Le pianiste français François-Frédéric Guy est incontestablement l’un des plus grands beethovéniens actuels. Le projet de l’intégrale des sonates avec des jeunes pianistes, initialement prévu en mars dernier, voit enfin le jour ce week-end à Paris. Le musicien nous a parlé de sa passion pour le maître de Bonn.
Vous avez donné l’intégrale des sonates de Beethoven en novembre dernier au Japon et les cinq concertos de Beethoven en janvier de cette année à Paris avec l’Orchestre de Chambre de Paris. Pourriez-vous parler de ces deux séries ?
L’intégrale des 32 sonates au Japon était pour moi un événement très important. D’abord, c’était la dixième fois que je jouais ce cycle. C’était donc une sorte d’anniversaire d’un projet fou que j’ai fêté à Tokyo – Vous savez, j’ai un amour inconditionnel pour le Japon ! J’ai eu une chance inouïe d’avoir pu réaliser cette série de neuf concerts dans la magnifique salle de Musashino Civic Cultural Hall, d’autant que le public était enthousiaste. Tous les concerts étaient complets. Et après chaque concert, dédicace de disques pendant des heures, un rituel typiquement japonais… Il y a eu une standing ovation tout à la fin, au dernier concert, les auditeurs étaient emportés, déchaînés, ils poussaient des cris, comme dans un concert de rock ! Pour ma part, je n’ai jamais vu ça au Japon ! Les Japonais sont d’habitude très calmes et très disciplinés, même quand ils aiment, ils gardent une distance, ils sont réservés, par politesse aussi, peut-être. Mais là, c’était… merveilleux. Vraiment merveilleux.
Ensuite, à Paris, nous avons également eu un grand succès avec l’Orchestre de Chambre de Paris, au théâtre des Champs-Élysées, pour les cinq concertos en une soirée que nous avons joués à guichets fermés. Nous avons d’abord donné un premier concert, suivi d’une pause longue pendant laquelle les gens pouvaient dîner, moi aussi d’ailleurs ! Puis, un autre concert et après 20 minutes de pause, enfin le Cinquième Concerto. C’était un grand voyage exceptionnel. Je suis depuis trois ans un artiste associé à l’Orchestre de Chambre de Paris et nous avons construit beaucoup de projets originaux ensemble. Nous avons joué plusieurs concerts à Paris, dont beaucoup en jouer-diriger. J’ai fait mes débuts en tant que chef d’orchestre avec eux à Paris avec la Cinquième Symphonie de Beethoven, en 2018, en première partie le Triple Concerto dirigé du piano. Un moment inoubliable pour moi !

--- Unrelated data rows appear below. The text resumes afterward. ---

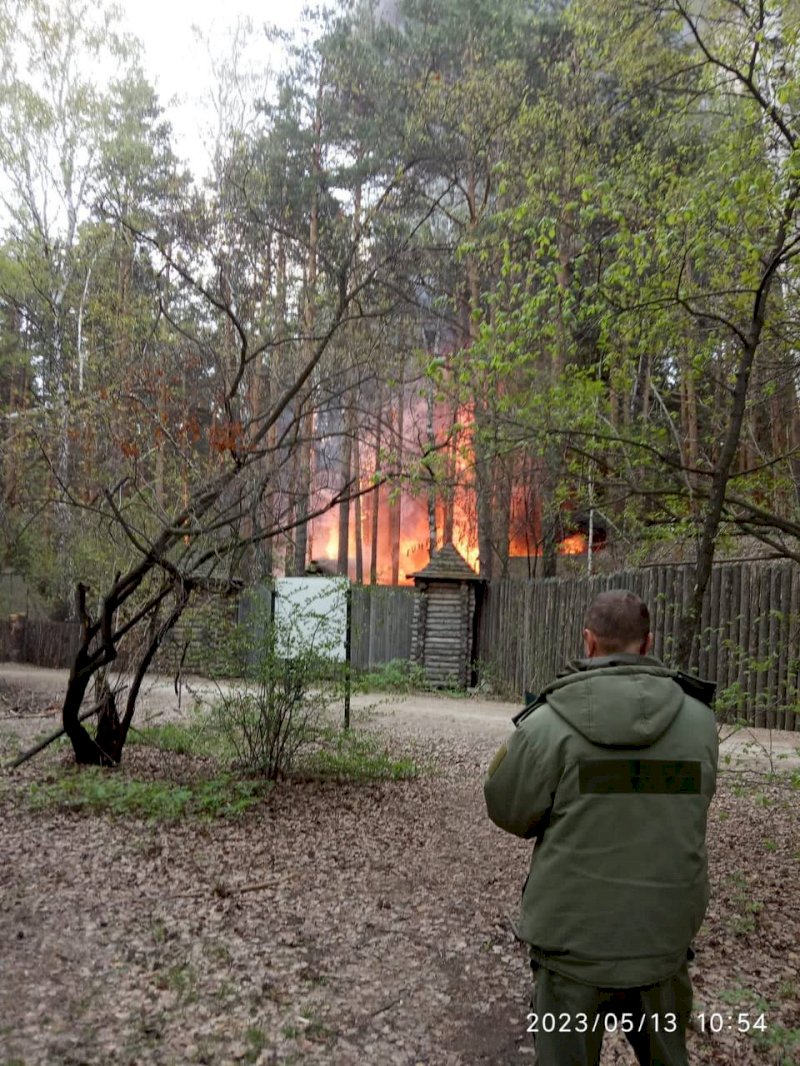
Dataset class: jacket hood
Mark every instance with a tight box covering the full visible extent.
[543,655,684,747]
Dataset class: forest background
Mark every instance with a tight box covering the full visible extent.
[0,0,800,761]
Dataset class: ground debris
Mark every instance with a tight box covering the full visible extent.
[0,677,800,1066]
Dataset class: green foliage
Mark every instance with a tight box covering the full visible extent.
[128,716,214,756]
[29,768,263,822]
[299,727,420,784]
[210,602,345,780]
[354,659,428,692]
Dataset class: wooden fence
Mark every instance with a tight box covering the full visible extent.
[478,561,800,729]
[350,585,418,671]
[0,615,81,668]
[0,585,416,675]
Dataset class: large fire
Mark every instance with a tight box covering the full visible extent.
[309,388,588,584]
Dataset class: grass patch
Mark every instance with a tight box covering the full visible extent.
[29,768,265,822]
[301,728,420,784]
[353,659,428,692]
[126,720,219,756]
[719,982,800,1066]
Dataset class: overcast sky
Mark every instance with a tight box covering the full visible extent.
[116,0,317,172]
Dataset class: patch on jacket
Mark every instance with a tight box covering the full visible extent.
[486,744,509,777]
[578,759,703,795]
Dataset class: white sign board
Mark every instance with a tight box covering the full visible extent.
[274,578,350,662]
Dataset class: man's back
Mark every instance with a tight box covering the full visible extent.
[485,655,718,988]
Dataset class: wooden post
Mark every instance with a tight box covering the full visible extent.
[345,582,353,729]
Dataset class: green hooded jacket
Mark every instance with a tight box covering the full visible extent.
[484,655,718,988]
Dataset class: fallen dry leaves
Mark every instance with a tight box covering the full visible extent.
[0,682,800,1066]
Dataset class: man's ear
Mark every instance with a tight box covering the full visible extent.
[583,629,597,659]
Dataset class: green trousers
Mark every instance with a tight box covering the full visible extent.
[528,964,691,1066]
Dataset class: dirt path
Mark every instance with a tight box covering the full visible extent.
[0,667,800,1066]
[0,663,800,771]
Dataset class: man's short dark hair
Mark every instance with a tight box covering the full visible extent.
[583,588,650,651]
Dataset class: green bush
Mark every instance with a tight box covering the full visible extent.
[29,768,263,822]
[206,618,343,781]
[302,728,420,782]
[357,659,428,692]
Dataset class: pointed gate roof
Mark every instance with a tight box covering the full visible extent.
[411,544,483,582]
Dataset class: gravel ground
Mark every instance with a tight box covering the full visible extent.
[0,669,800,1066]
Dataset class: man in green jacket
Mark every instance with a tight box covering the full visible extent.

« Je ne conçois pas une intégrale comme un marathon,
mais comme un grand voyage »
L’idée de donner l’intégrale des concertos ou des sonates en un temps court n’est pas de faire un marathon, mais plutôt celle d’un voyage. Offrir au public une occasion d’entendre ces œuvres dans la continuité et de suivre son évolution, depuis des compositions de jeunesse qui imitent encore Mozart pour arriver, en ce qui concerne les sonates, à la maturité, à ces dynamites beethovéniennes, à l’explosion du style classique.
Pour les sonates qui sont échelonnées sur toute sa vie, je les considère comme une autobiographie.